On Nov. 15, Republican Sen. Ron Johnson of Wisconsin called for the U.S. to invade parts of Iraq and Syria, that are held by Islamic State group.
Johnson, who is chairman of the Senate Homeland Security and Governmental Affairs Committee, told PostCrescent.com in a phone interview:
"It’s high time that we make a commitment in the world that Islamic terrorists have got to be wiped off the face of the planet. Because if we don’t, every day that [Islamic State group] survives, every day that they are not overtly losing, they are perceived as winners and perceived as winning and they’ll continue to inspire adherents to this barbarity.”
Johnson wants an international coalition and U.S. ground troops to invade to "take back the territory."
“It’s not a perfect solution, but you have to start at the head: We’ve got to destroy the caliphate, which means we’ve got to take back the territory, because a caliphate does not exist without the territory,” Johnson added.
President Obama told a news conference on Nov. 15 that the U.S. would "degrade and ultimately destroy" the terrorist organization with airstrikes and the training of local troops, but would not use any ground troops, a position most Americans support.
According to a Reuters/Ipsos poll released on Nov. 16, 76 percent of Americans oppose sending U.S. ground troops into the areas.
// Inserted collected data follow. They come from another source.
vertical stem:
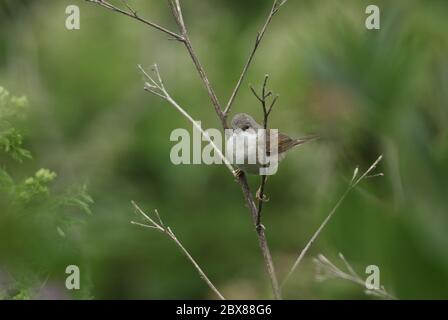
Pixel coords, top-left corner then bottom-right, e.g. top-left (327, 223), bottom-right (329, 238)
top-left (169, 0), bottom-right (283, 299)
top-left (239, 174), bottom-right (282, 299)
top-left (167, 228), bottom-right (226, 300)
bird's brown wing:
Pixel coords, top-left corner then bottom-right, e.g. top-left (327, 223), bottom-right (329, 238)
top-left (266, 130), bottom-right (318, 155)
top-left (265, 130), bottom-right (297, 155)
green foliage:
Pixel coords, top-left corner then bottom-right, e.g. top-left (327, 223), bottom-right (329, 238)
top-left (18, 168), bottom-right (57, 202)
top-left (0, 167), bottom-right (13, 189)
top-left (0, 87), bottom-right (93, 213)
top-left (11, 289), bottom-right (32, 300)
top-left (59, 184), bottom-right (94, 216)
top-left (1, 0), bottom-right (448, 299)
top-left (0, 86), bottom-right (31, 162)
top-left (0, 86), bottom-right (93, 299)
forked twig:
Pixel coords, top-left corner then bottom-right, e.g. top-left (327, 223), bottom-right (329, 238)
top-left (314, 253), bottom-right (396, 300)
top-left (138, 64), bottom-right (236, 176)
top-left (87, 0), bottom-right (287, 300)
top-left (282, 155), bottom-right (384, 287)
top-left (250, 75), bottom-right (279, 228)
top-left (131, 201), bottom-right (225, 300)
top-left (224, 0), bottom-right (288, 118)
top-left (85, 0), bottom-right (184, 41)
top-left (246, 75), bottom-right (283, 299)
top-left (167, 0), bottom-right (226, 128)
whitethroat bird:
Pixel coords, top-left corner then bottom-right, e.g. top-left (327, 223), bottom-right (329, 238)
top-left (226, 113), bottom-right (318, 175)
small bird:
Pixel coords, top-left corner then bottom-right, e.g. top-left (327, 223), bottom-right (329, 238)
top-left (226, 113), bottom-right (317, 175)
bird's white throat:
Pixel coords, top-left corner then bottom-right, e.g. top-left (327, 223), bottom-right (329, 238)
top-left (169, 121), bottom-right (280, 175)
top-left (225, 129), bottom-right (280, 175)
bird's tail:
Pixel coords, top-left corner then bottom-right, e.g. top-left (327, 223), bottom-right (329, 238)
top-left (293, 134), bottom-right (320, 147)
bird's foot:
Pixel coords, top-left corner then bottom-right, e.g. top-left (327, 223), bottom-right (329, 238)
top-left (233, 168), bottom-right (244, 179)
top-left (256, 223), bottom-right (266, 232)
top-left (256, 188), bottom-right (270, 202)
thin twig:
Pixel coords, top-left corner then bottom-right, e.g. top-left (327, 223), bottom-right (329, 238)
top-left (88, 0), bottom-right (285, 300)
top-left (223, 0), bottom-right (288, 118)
top-left (237, 173), bottom-right (282, 299)
top-left (339, 252), bottom-right (361, 279)
top-left (250, 75), bottom-right (279, 228)
top-left (138, 64), bottom-right (236, 176)
top-left (131, 201), bottom-right (225, 300)
top-left (138, 64), bottom-right (281, 298)
top-left (168, 0), bottom-right (226, 128)
top-left (120, 0), bottom-right (136, 15)
top-left (244, 75), bottom-right (283, 299)
top-left (282, 155), bottom-right (384, 287)
top-left (85, 0), bottom-right (184, 41)
top-left (257, 176), bottom-right (268, 228)
top-left (314, 253), bottom-right (397, 300)
top-left (167, 0), bottom-right (282, 299)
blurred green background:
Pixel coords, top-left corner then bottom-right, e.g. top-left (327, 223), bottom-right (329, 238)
top-left (0, 0), bottom-right (447, 299)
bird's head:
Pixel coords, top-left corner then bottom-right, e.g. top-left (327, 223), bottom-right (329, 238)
top-left (231, 113), bottom-right (261, 131)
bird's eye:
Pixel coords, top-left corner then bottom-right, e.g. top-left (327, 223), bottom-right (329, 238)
top-left (242, 125), bottom-right (249, 131)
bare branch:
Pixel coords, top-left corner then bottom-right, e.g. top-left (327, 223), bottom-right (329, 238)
top-left (249, 85), bottom-right (263, 103)
top-left (154, 209), bottom-right (165, 228)
top-left (246, 76), bottom-right (282, 299)
top-left (131, 201), bottom-right (225, 300)
top-left (282, 155), bottom-right (384, 287)
top-left (120, 0), bottom-right (136, 15)
top-left (267, 95), bottom-right (279, 117)
top-left (138, 65), bottom-right (236, 176)
top-left (339, 252), bottom-right (361, 279)
top-left (85, 0), bottom-right (184, 41)
top-left (88, 0), bottom-right (282, 300)
top-left (168, 0), bottom-right (226, 128)
top-left (223, 0), bottom-right (288, 117)
top-left (237, 173), bottom-right (282, 299)
top-left (130, 221), bottom-right (162, 231)
top-left (314, 253), bottom-right (397, 300)
top-left (353, 155), bottom-right (383, 186)
top-left (251, 75), bottom-right (278, 228)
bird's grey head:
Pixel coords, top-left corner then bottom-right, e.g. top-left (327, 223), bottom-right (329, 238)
top-left (231, 113), bottom-right (261, 131)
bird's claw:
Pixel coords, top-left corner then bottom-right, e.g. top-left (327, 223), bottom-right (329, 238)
top-left (256, 188), bottom-right (270, 202)
top-left (234, 168), bottom-right (244, 179)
The poll also found that 60 percent believe more should be done to stop Islamic State group, but 65 percent oppose the U.S. sending special forces, which Obama has already done.
Most Americans, 63 percent, believe an attack, similar to the kind that happened in Paris, could occur near them. Only 17 percent said terrorism was their biggest concern.
The poll also found that 52 percent believe that countries that accept Syrian refugees, who are fleeing terrorism, are less safe.